Add post announcing the v2023 Array API Standard release

kgryte · web-flow · commit bc99292af3e1 · 2024-05-01T20:56:21.000-07:00
PR-URL: #26
diff --git a/content/blog/array_api_v2023_release.md b/content/blog/array_api_v2023_release.md
@@ -0,0 +1,275 @@
++++
+date = "2024-04-08T08:00:00+00:00"
+author = "Athan Reines"
+title = "2023 release of the Array API Standard"
+tags = ["APIs", "standard", "consortium", "arrays", "community"]
+categories = ["Consortium", "Standardization"]
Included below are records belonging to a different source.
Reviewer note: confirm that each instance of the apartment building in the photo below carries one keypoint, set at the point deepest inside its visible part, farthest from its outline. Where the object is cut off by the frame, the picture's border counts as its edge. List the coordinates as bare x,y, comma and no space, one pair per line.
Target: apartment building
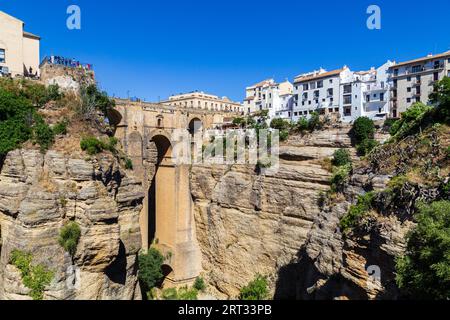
205,101
319,91
413,81
366,94
19,50
270,95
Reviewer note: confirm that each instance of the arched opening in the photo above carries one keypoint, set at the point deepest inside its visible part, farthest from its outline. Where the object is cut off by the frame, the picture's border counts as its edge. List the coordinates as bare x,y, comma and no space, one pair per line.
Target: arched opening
161,197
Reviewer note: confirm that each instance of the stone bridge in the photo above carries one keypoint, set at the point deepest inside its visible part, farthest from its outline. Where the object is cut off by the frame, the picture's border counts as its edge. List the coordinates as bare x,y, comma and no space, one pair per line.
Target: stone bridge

+description = "The 2023 revision of the array API standard has been finalized and is ready for adoption by conforming array libraries."
+draft = false
+weight = 30
++++
+
+Another year, another revision of the Array API Standard! We're proud to
+announce the release of the 2023 revision of the Array API Standard. As was the
+case for [2022 revision](https://data-apis.org/blog/array_api_v2022_release/),
+this release required extensive discussion and collaboration among array
+libraries and their downstream stakeholders as we continued reaching consensus
+on unified API design and behavior. We're particularly excited to share that
+this year marked a significant milestone in our efforts to facilitate array
+interoperation within the PyData ecosystem, as we witnessed accelerated
+adoption of the standard, especially among downstream libraries, such as
+[SciPy[(https://docs.scipy.org/doc/scipy//dev/api-dev/array_api.html)] and
+[scikit-learn](https://scikit-learn.org/stable/modules/array_api.html).
+
+## Brief Background
+
+For those who are not yet familiar with the Consortium and the Array API
+Standard, a bit of background. Our aim is to standardize the fundamental
+building blocks of scientific computation: multi-dimensional arrays (a.k.a.
+tensors). The PyData ecosystem has a rich set of libraries for working with
+arrays, including NumPy, CuPy, Dask, PyTorch, JAX, TensorFlow, oneAPI, and
+beyond. Historically, interoperation among array libraries has been challenging
+due to divergent API designs and subtle variation in behavior such that code
+written for one array library cannot be readily ported to another array
+library. To address these challenges, the [Consortium for Python Data API
+Standards](https://data-apis.org/blog/announcing_the_consortium/) was
+established to facilitate coordination among array and dataframe library
+maintainers, sponsoring organizations, and key stakeholders and to provide a
+transparent and inclusive process--with input from the broader Python
+community--for standardizing array API design.
+
+Soon after formation of the Consortium in May 2020, we released an [initial
+draft](https://data-apis.org/blog/array_api_standard_release/) of the array API
+specification and sought input from the broader PyData ecosystem during an
+extended community review period. Throughout 2021, we engaged in a tight
+feedback loop with array API adopters to refine and improve the initial draft
+specification.
+
+During this time, we reached three key milestones. First, we introduced a data
+interchange protocol based on [DLPack](https://github.com/dmlc/dlpack) to
+facilitate zero-copy memory exchange between array libraries. Second, we
+standardized a core set of API designs for array creation, mutation, and
+element-wise computation. Third, we introduced "extensions", which are defined
+as coherent sets of functionality that are commonly implemented across array
+libraries, but which conforming array libraries may choose not to implement.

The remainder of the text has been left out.